U+0640 (AKA kashida AKA tatweel) mark positioning is incorrectly removed from`mark` feature to `abvm`/`blwm` features

googlefonts / ufo2ft

A bridge from UFOs to FontTools objects (and therefore, OTFs and TTFs).

MIT License

152 stars 43 forks source link

U+0640 (AKA kashida AKA tatweel) mark positioning is incorrectly removed from`mark` feature to `abvm`/`blwm` features #579

Closed khaledhosny closed 1 year ago

khaledhosny commented 2 years ago

With this PR, my kashida mark to base is moved from mark feature to abvm/blwm and they don’t get applied for Arabic except in HarfBuzz.

Originally posted by @khaledhosny in https://github.com/googlefonts/ufo2ft/issues/567#issuecomment-1014679531

khaledhosny commented 2 years ago

I think this is because unicodedata.script_extension() returns {'Phlp', 'Arab', 'Mand', 'Ougr', 'Syrc', 'Mani', 'Sogd', 'Adlm', 'Rohg'} for 0x0640 and several of these are USE scripts, but:

For characters that can b e used in multiple scripts, it should be added to all relevant features for these scripts, not only one of them.
If the font does not have any characters of a given script other than shared ones, it should not be considered (alternatively font’s languagesystems should to be consulted).

khaledhosny commented 2 years ago

Honest question, does the abvm/blwm and mark split make any difference for USE at all? The spec says all positioning features all applied simultaneously, and it applies these three features. The distinction might make difference for Indic shapers that does not apply mark, but I don’t see how this applies to USE.

anthrotype commented 2 years ago

I don't know, maybe @behdad or @simoncozens do?

simoncozens commented 2 years ago

The problem is that treating Indic scripts and USE scripts differently leads to bugs like #566. That's why we need to find a way to treat them the same.

khaledhosny commented 2 years ago

Now treating non-Indic and USE scripts differently is causing bugs like this one. What about some radical idea; write one mark positioning lookup and add it to the three features indiscriminately?

anthrotype commented 2 years ago

wouldn't that be applied twice?

simoncozens commented 2 years ago

Yes, that would fail if the user adds a manual adjustment rule to the end of, say, abvm after the first mark attachment takes place, and then mark comes along and attaches it back to the base again.

khaledhosny commented 2 years ago

If it is the same lookup referenced from different features it should be applied only once. But mark positioning in not cumulative, so even if a broken implementation applied the lookup three times it would still give the same output.

khaledhosny commented 2 years ago

The manual lookup will come last, so it does not matter what feature it was added to.

anthrotype commented 2 years ago

mark positioning in not cumulative, so even if a broken implementation applied the lookup three times it would still give the same output

good point.
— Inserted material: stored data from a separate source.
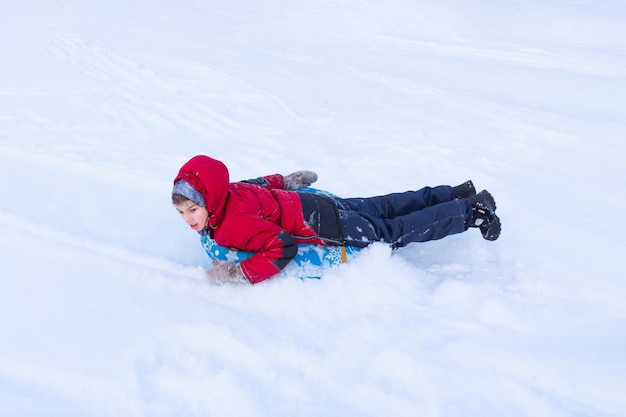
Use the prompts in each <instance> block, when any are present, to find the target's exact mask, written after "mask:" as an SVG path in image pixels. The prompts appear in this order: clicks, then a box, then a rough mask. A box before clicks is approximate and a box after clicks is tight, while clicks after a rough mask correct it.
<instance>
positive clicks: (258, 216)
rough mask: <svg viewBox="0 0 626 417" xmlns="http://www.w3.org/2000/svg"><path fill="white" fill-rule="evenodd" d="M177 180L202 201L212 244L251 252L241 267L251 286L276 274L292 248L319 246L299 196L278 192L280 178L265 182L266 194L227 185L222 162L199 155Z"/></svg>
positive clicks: (288, 257) (313, 231)
mask: <svg viewBox="0 0 626 417" xmlns="http://www.w3.org/2000/svg"><path fill="white" fill-rule="evenodd" d="M179 179H184V180H186V181H187V182H188V183H189V184H191V186H192V187H194V188H195V189H196V190H197V191H198V192H199V193H201V194H202V196H203V197H204V201H205V202H206V209H207V210H208V212H209V218H208V220H207V227H208V230H209V233H210V235H211V237H212V238H213V239H215V241H216V242H217V244H219V245H220V246H224V247H227V248H234V249H239V250H245V251H250V252H255V254H254V255H253V256H252V257H250V258H249V259H246V260H245V261H242V262H241V263H240V266H241V270H242V272H243V274H244V275H245V277H246V278H247V279H248V281H250V282H251V283H252V284H256V283H258V282H260V281H263V280H265V279H267V278H269V277H271V276H272V275H275V274H277V273H278V272H280V270H282V269H283V268H284V267H285V266H286V265H287V264H288V263H289V261H290V260H291V259H292V258H293V257H294V256H295V255H296V253H297V251H298V248H297V245H296V244H297V243H315V244H322V245H323V244H324V242H323V241H321V240H320V239H318V238H317V236H316V233H315V231H314V230H313V229H312V228H311V227H309V226H308V225H307V224H306V222H305V221H304V217H303V215H302V202H301V200H300V197H299V196H298V193H296V192H293V191H285V190H283V189H282V188H283V178H282V176H281V175H279V174H276V175H272V176H268V177H266V179H268V181H269V182H270V187H265V188H264V187H259V186H257V185H253V184H246V183H241V182H236V183H231V182H229V175H228V169H227V168H226V166H225V165H224V164H223V163H222V162H220V161H218V160H215V159H213V158H210V157H208V156H204V155H198V156H195V157H193V158H191V159H190V160H189V162H187V163H186V164H185V165H183V166H182V168H181V169H180V171H179V172H178V175H177V176H176V178H175V179H174V182H176V181H178V180H179ZM273 187H275V188H273Z"/></svg>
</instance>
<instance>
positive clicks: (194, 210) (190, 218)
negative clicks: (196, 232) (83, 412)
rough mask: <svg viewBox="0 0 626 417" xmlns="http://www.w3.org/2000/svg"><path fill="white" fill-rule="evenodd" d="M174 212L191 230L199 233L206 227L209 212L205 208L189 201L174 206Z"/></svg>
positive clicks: (178, 203) (193, 202)
mask: <svg viewBox="0 0 626 417" xmlns="http://www.w3.org/2000/svg"><path fill="white" fill-rule="evenodd" d="M175 207H176V210H178V213H179V214H180V216H181V217H182V218H183V220H184V221H185V223H187V224H188V225H189V226H190V227H191V228H192V229H193V230H195V231H196V232H200V231H201V230H202V229H204V226H205V225H206V220H207V219H208V217H209V212H208V211H207V209H206V208H205V207H202V206H199V205H197V204H196V203H194V202H193V201H191V200H188V201H185V202H182V203H178V204H176V206H175Z"/></svg>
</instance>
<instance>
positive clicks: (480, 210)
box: [469, 190, 502, 240]
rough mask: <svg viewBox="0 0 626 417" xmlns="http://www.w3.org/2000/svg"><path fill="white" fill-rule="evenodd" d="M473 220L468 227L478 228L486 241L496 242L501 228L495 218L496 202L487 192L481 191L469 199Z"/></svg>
mask: <svg viewBox="0 0 626 417" xmlns="http://www.w3.org/2000/svg"><path fill="white" fill-rule="evenodd" d="M469 201H470V203H471V204H472V213H473V215H474V218H473V219H472V223H471V224H470V227H478V228H479V229H480V232H481V233H482V234H483V237H484V238H485V239H487V240H496V239H497V238H498V237H499V236H500V230H501V228H502V226H501V224H500V219H499V218H498V216H496V202H495V200H494V199H493V196H492V195H491V194H490V193H489V191H487V190H483V191H481V192H480V193H478V194H476V195H475V196H472V197H470V198H469Z"/></svg>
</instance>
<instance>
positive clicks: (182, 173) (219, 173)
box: [174, 155, 230, 229]
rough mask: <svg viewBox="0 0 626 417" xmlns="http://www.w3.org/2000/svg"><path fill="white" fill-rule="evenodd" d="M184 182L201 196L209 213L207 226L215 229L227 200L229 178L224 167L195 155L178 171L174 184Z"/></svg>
mask: <svg viewBox="0 0 626 417" xmlns="http://www.w3.org/2000/svg"><path fill="white" fill-rule="evenodd" d="M181 179H182V180H185V181H187V182H188V183H189V185H191V186H192V187H193V188H194V189H195V190H196V191H198V192H199V193H200V194H202V197H204V202H205V203H206V209H207V211H208V212H209V219H208V224H207V226H210V227H211V228H212V229H215V228H217V225H218V224H219V223H220V222H221V220H222V218H223V215H224V208H225V207H226V201H227V200H228V186H229V183H230V178H229V174H228V168H226V165H224V163H222V162H221V161H218V160H217V159H213V158H211V157H208V156H206V155H197V156H194V157H193V158H191V159H190V160H189V161H187V162H186V163H185V164H184V165H183V166H182V167H181V168H180V170H179V171H178V175H176V178H175V179H174V184H176V182H177V181H178V180H181Z"/></svg>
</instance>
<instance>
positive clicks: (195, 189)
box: [172, 180, 206, 207]
mask: <svg viewBox="0 0 626 417" xmlns="http://www.w3.org/2000/svg"><path fill="white" fill-rule="evenodd" d="M172 194H180V195H182V196H183V197H187V198H188V199H190V200H191V201H193V202H194V203H196V204H197V205H199V206H202V207H206V203H205V202H204V197H202V194H200V193H199V192H198V191H197V190H196V189H195V188H193V187H192V186H191V184H189V183H188V182H187V181H185V180H178V181H176V182H175V183H174V189H172Z"/></svg>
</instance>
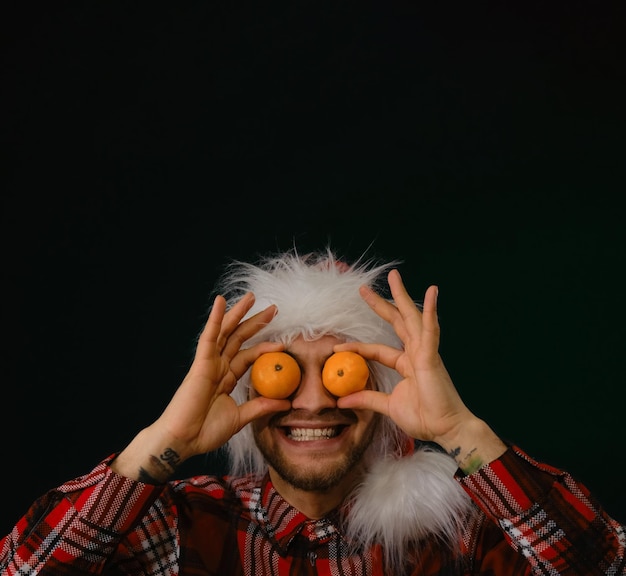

Besides, building one lookup for all mark-related features would simplify the code a bit. I'm warming up to the idea.

simoncozens commented 2 years ago

I think Khaled's two points:

For characters that can b e used in multiple scripts, it should be added to all relevant features for these scripts, not only one of them.

If the font does not have any characters of a given script other than shared ones, it should not be considered (alternatively font’s languagesystems should to be consulted).

are the ones to address.

khaledhosny commented 2 years ago

Aren't all GPOS lookups applied in one stage? If so the feature tag does not really matter, only the lookup order. A lookup defined in a prefix can't override automatic lookups inserted after it already regardless of what we are going to do here.

khaledhosny commented 2 years ago

This is breaking several fonts for me already, and I don’t want to start forking feature writers! One less far reaching fix, is to limit USE_SCRIPTS to scripts that we know kern, mark, and mkmk features are not applied for them.

khaledhosny commented 2 years ago

(This affects more than kashida, it affects any code point with script extension that includes on of the USE scripts and there is quite a few of them).

behdad commented 2 years ago

Can we unblock Khaled's fonts please?

simoncozens commented 2 years ago

One less far reaching fix, is to limit USE_SCRIPTS to scripts that we know kern, mark, and mkmk features are not applied for them.

I don't understand this. kern/mark/mkmk are applied for all USE scripts, right?

simoncozens commented 2 years ago

Daft question, can we just use mark for everything? The abvm/blwm split is error-prone anyway. (https://github.com/fonttools/fonttools/issues/2510#issuecomment-1018380320)

madig commented 1 year ago

Daft question, can we just use mark for everything?

Isn't the problem that some non-HarfBuzz shapers demand abvm/blwm? HB seems fine with putting stuff into mark.

khaledhosny commented 1 year ago

I think HarfBuzz enables all the three features everywhere, but I don’t think other implementations do the same. I know that Core Text does not enable abvm/blwm for Arabic. Other scripts might get abvm/blwm but not mark.